The trouble at the high-profile US office sharing start-up, WeWork, that is currently looking down the barrel after its IPO was postponed and its flamboyant co-founder, Adam Neumann was pushed out, should make investors re-work the manner in which they evaluate such companies.
The company was valued at $65 billion by Goldman Sachs, just few months ago and was cited be the world’s fourth-most valuable private startup at one point. But the details revealed prior to its initial public offer show that the company’s business model is unsustainable. With the company’s ability to access credit in future, dependent on it’s IPO, it is currently selling assets and has stopped signing fresh lease agreements.
The moot question here is, how did the company’s principal investor, Softbank, miss the red flags? WeWork had been losing money over the last nine years. The Japanese investor, as well as all other analysts had been shrugging aside the conflicts in WeWork’s business model, corporate governance issues and the mismatch in the value and term of leases signed for properties and the agreements entered into with users. WeWork is reported to have made losses of $690 million in the first half of this year alone. The answer, perhaps, lies in the current practice in start-up funding wherein investors continue to pump-in funds despite the companies recording losses over many years.
In India too startups such as Paytm’s parent One97 Communications and Swiggy are recording large losses, even as private equity firms have been channeling funds in to them.
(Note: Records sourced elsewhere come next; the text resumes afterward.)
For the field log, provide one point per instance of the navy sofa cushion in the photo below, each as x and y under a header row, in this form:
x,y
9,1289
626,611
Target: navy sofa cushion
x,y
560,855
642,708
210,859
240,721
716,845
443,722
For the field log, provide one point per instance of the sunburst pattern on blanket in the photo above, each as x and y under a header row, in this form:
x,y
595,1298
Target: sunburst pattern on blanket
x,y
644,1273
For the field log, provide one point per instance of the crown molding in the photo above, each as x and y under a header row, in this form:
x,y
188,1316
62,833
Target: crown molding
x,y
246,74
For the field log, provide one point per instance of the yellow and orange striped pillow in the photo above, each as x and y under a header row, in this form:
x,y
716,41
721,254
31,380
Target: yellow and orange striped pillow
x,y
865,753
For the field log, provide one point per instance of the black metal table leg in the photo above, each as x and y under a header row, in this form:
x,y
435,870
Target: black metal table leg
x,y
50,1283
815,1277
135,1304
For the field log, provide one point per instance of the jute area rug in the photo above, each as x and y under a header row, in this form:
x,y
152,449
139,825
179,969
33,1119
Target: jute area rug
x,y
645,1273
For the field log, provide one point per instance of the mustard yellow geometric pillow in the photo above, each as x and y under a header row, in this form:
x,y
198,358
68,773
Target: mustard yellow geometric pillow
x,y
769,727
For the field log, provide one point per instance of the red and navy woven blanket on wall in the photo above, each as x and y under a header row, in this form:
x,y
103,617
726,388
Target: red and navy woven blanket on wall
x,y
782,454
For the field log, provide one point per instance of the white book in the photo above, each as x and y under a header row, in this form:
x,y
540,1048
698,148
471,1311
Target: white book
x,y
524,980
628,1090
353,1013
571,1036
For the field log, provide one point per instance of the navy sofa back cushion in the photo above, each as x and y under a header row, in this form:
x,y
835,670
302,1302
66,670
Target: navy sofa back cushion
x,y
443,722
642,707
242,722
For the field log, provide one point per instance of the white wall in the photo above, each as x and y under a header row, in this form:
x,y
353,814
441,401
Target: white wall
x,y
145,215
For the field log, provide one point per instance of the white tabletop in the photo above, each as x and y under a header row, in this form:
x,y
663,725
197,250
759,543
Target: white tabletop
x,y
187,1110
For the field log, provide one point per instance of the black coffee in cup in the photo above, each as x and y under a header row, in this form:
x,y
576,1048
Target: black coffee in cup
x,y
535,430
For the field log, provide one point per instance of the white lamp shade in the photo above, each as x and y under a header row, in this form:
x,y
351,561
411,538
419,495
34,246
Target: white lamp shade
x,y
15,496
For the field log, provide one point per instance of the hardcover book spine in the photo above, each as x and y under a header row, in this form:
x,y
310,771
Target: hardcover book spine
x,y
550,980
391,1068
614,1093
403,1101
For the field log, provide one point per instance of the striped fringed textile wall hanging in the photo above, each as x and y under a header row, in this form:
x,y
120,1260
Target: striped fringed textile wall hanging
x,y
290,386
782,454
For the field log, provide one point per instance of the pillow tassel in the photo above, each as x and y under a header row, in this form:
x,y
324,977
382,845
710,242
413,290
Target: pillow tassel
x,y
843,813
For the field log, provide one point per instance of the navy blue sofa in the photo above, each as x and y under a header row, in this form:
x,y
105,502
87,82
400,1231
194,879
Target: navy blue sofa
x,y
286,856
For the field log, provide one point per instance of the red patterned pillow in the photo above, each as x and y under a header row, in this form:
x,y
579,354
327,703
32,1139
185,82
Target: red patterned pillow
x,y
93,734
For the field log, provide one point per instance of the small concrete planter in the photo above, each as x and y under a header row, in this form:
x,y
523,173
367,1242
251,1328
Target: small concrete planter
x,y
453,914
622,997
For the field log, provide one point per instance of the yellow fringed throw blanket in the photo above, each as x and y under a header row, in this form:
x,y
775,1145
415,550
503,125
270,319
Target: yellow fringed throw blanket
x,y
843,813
Investors such as Softbank and Naspers are willing to continue investing in the companies as long as they continue to grow, in the hope that the ongoing cash-burning stage will help drive out competition, helping the business over the long-term.
But the WeWork episode should make investors take a closer look at the enterprises they invest in; their cash-flow and business models. After all private equity, venture capital and other funds have an obligation to their investors to show returns; which is not possible by throwing money at ventures with snazzy exteriors but quaky fundamentals.